I’m fairly sure most of my seqs are discarded because of low quality/length but is there an easier way to show this?

Thanks again again…

Hm it seems like I have a problem with trim.flows actually.
The input file looks like this

Start End NBases Ambigs Polymer NumSeqs
Minimum: 1 39 39 0 2 1
2.5%-tile: 1 54 54 0 4 11156
25%-tile: 1 234 234 0 5 111551
Median: 1 429 429 0 5 223102
75%-tile: 1 474 474 0 6 334652
97.5%-tile: 1 482 482 1 7 435047
Maximum: 1 1190 1190 26 31 446202
Mean: 1 350.223 350.223 0.0310442 5.29249

of Seqs: 446202

But after running trim.flows

trim.flows(flow=G7T8VG302cp.flow, oligos=oligosmothur2.txt, pdiffs=2, bdiffs=1, minflows=360, maxflows=720, processors=2)

I end up with 56147 flows in G7T8VG302cp.scrap.flow and 39735 flows G7T8VG302cp.trim.flow. What has happened to the rest?..

My oligos file look like this

forward CCTAYGGGRBGCASCAG v341F
#reverse GGACTACNNGGGTATCTAAT v806R
barcode ACGAGTGCGT Ae.150C
barcode ACGCTCGACA Ae.150M
barcode AGACGCACTC Ae.153C
barcode AGCACTGTAG Ae.153M
barcode ATCAGACACG Ae.160C
barcode ATATCGCGAG Ae.160M
barcode CGTGTCTCTA Ae.220M
barcode CTCGCGTGTC Ae.263C
barcode TAGTATCAGC Ae.263M
barcode TCTCTATGCG Ae.280C

And the resulting flow files will not run through shhh.flows.

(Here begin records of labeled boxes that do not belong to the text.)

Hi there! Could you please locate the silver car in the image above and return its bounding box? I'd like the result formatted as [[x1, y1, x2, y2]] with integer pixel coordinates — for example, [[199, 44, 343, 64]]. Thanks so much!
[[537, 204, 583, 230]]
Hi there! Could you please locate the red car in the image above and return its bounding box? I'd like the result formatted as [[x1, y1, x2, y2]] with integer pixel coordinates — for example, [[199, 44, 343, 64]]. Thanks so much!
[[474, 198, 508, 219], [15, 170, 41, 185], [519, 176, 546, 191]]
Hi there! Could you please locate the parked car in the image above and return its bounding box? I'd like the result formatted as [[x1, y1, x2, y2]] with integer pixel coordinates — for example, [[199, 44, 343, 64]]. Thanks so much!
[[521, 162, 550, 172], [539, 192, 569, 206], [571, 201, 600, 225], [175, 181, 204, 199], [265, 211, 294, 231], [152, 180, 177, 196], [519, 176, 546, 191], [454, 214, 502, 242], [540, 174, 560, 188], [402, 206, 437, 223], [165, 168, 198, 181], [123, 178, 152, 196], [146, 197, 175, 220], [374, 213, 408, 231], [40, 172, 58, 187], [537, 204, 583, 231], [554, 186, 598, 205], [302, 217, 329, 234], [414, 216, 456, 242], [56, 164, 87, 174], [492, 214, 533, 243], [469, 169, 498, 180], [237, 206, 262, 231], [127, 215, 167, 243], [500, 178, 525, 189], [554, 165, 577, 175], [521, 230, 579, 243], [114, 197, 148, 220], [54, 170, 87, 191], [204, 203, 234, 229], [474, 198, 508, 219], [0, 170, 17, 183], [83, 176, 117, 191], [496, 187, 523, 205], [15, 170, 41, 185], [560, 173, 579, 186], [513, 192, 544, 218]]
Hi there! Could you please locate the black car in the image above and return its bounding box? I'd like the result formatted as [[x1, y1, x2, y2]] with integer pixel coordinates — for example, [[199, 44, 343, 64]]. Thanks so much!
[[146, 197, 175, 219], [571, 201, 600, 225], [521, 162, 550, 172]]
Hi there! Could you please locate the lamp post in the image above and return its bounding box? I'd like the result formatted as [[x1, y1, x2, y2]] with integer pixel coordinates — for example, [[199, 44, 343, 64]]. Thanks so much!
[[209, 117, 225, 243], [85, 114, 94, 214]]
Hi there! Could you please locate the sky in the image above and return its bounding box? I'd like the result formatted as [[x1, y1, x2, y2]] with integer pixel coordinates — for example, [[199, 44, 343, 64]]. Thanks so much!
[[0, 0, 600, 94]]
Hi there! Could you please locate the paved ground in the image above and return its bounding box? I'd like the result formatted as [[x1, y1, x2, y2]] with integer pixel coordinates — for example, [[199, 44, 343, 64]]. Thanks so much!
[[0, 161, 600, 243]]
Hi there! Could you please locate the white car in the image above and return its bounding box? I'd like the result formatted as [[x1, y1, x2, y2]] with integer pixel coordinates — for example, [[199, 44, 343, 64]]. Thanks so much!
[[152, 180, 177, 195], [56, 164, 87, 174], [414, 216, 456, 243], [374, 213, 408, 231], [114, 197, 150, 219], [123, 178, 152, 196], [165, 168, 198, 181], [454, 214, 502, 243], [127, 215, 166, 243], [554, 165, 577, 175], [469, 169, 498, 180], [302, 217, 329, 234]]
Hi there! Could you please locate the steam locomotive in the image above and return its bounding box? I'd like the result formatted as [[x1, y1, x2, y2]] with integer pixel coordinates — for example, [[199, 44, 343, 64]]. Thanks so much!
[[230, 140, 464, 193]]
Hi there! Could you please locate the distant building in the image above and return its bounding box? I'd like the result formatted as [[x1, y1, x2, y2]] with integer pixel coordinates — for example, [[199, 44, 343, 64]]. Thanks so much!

Anybody has any suggestions?

Thanks! Sandra

http://mothur.ltcmp.net/t/solved-groups-missing-in-sequence-and-name-files/965/1

Are you using 1.26.0?

no, 1.23.1. Could that be an issue? I’ve worked on two .sff files and for the other one the sum of the scrapped and passed files add up to the initial number.